I mostly want to talk about the human aspects to this project. I find a lot of technical stuff in the project interesting too, but as somebody who is very much a novice at building compilers, I don’t think I bring much to the table talking about compiler construction.
How it started
I started the project in the summer of 2016. As a co-op student, I was supposed to intern at a company. Everyone seemed to have found jobs for the summer, but I didn’t. I felt really bitter that people who I considered less compotent than me was able to find jobs while I was left jobless. I felt the need to get better, I felt resentment.
Thinking back, the reason I didn’t find a job was probably because I started searching too late; most companies have filled their internship quota by the time I started looking. It turned out that resentment wasn’t a very effective fuel. I would put in an hour of work every day, even though I basically had nothing else to do. I wanted to build the compiler from the scratch as much as possible, and there were a lot of problems I had to focus and think about for an extended period of time. Watching Youtube videos and whatever is much easier to do than thinking about hard problems.
As much as I wanted to force myself to work on project so I can impress potential employers, not much work was done on the compiler during the summer of 2016.
Reboot and critical mass
I stopped working on the compiler when the summer ended and didn’t work on it at all for most of 2017. In December of 2017, I got the idea to work on the compiler again. I wanted to prove to myself that I can build a compiler, I also wanted a sort of souvenir for my time at the university. I was also inspired by Jonathan Blow and his compiler development livestreams.
I got loops and procedures working in December. These two features, along with the ifs I implemented in 2016, made the compiler feel tangible and actually sort of usable. Working on the compiler didn’t feel like a drag anymore, because there was reassurance that as long as I kept going, I can get closer to the finish line.
How it got done
I graduated from school April of 2018. I had the privilege to take a 4-month break before starting work, so I used a lot of that time on the compiler. The project got more and more interesting as I worked on it since I discovered many directions I could explore. I could’ve called the project “done” halfway through my post-grad break. I had the app launcher working, but I kept working on code generation. Any direction I wanted to take the compiler felt tangible and reachable. I had fun working on the compiler.
Was it worth it?
I am proud of my compiler. The code is nothing I would consider exemplary and many would probably call it “unmaintainable”, but I’m still proud the project. I learned a lot working on this project and part of what I learend was why some of the decisions I made in the compiler are terrible. If I were to work on this compiler again, the first thing I would do is rewrite many parts of it.

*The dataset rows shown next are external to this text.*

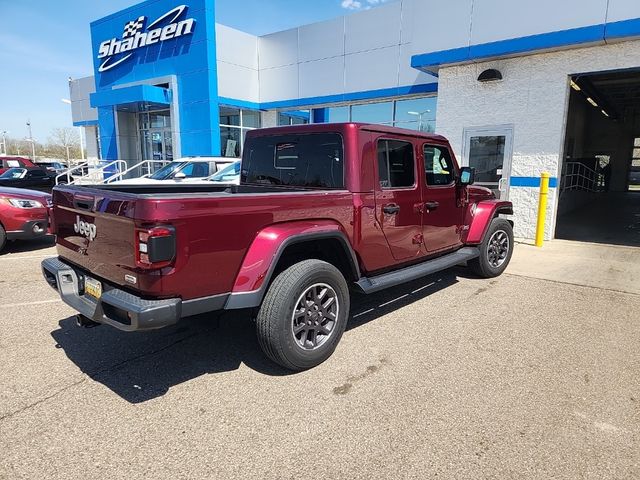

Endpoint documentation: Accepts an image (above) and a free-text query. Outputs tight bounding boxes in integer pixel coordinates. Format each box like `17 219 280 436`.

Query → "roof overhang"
90 85 172 108
411 18 640 76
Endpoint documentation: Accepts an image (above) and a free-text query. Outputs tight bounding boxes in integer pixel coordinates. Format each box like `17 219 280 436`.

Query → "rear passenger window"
378 140 416 188
424 145 455 185
241 133 344 189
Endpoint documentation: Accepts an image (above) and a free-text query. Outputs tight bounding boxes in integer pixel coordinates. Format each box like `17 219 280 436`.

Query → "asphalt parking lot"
0 245 640 479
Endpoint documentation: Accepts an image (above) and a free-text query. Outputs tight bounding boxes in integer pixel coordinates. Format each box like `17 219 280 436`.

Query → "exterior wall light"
478 68 502 83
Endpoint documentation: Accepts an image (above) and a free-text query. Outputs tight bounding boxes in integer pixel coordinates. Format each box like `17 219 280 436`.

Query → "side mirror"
458 167 476 186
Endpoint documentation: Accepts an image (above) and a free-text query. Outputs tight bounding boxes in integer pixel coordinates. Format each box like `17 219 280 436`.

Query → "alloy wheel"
487 230 510 268
291 283 340 350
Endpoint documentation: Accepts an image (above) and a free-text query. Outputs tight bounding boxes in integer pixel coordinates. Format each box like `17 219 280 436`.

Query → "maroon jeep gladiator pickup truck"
42 123 513 370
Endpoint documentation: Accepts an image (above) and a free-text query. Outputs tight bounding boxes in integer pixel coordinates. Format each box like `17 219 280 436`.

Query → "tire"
256 260 350 371
468 218 513 278
0 223 7 252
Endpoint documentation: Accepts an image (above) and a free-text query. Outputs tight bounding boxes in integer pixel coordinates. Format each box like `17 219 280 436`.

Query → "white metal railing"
560 162 605 195
102 160 171 183
56 160 128 185
55 162 89 185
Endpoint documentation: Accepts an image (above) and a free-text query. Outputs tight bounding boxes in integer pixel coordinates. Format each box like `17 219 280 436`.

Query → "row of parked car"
114 157 240 185
0 156 240 252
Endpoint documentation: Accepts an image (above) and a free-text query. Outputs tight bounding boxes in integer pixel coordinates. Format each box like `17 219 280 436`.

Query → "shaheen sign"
98 5 196 73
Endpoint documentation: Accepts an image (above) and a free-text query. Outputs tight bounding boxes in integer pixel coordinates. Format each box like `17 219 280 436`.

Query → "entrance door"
462 125 513 200
138 110 173 161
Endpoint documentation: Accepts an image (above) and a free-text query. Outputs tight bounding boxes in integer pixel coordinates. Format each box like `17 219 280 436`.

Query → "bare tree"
49 127 80 162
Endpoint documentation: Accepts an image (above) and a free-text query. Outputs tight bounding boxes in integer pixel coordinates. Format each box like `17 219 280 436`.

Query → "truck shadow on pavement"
51 269 460 403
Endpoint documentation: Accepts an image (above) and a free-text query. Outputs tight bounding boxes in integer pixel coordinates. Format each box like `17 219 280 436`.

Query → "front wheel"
256 260 349 371
469 218 513 278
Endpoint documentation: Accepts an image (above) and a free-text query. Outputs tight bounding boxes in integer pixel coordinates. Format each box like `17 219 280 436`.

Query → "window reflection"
313 96 438 132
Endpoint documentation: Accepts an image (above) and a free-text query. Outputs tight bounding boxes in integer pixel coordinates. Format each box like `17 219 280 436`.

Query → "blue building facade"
90 0 220 160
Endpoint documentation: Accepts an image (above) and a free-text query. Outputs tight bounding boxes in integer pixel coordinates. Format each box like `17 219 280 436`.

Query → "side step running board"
356 247 480 293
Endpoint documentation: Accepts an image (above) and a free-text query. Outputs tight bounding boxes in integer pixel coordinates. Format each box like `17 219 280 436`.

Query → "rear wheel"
256 260 349 371
469 218 513 278
0 224 7 252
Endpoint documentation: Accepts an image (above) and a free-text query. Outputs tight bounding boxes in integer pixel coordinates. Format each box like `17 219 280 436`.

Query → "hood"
0 187 51 203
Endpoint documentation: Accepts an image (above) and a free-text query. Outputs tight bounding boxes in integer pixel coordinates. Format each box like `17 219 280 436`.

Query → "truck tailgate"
53 187 153 291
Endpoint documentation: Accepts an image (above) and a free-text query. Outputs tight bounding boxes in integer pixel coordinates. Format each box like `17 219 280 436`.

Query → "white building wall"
69 76 98 122
252 0 437 102
437 40 640 238
216 24 260 102
470 0 607 45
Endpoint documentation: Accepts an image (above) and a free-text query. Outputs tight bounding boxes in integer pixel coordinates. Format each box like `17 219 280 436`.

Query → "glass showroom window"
314 97 437 132
220 106 260 158
278 110 311 126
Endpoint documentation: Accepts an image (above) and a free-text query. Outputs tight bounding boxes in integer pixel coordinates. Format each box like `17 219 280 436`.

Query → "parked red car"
0 156 38 175
0 187 51 252
42 123 513 370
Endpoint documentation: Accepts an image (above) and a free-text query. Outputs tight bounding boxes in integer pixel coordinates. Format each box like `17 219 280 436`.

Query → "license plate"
84 277 102 298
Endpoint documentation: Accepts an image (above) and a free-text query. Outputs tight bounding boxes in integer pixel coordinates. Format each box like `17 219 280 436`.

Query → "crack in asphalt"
0 332 198 422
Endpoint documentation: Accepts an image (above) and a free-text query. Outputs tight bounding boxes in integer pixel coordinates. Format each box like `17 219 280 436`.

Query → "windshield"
209 162 240 182
149 162 187 180
0 168 27 178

I feel that I have overcame many obstacles and came out of the other side with two pieces of real, usable software. souvenir, the application launcher I made using the compiler, is installed on my machine at home and I use it every day.
I think I will always look back at the time I worked on the compiler fondly. Not many people get to write software just for the sake of it and I doubt I will get to do something similar anytime soon. I am thankful for all the things that contributed to this unique experience.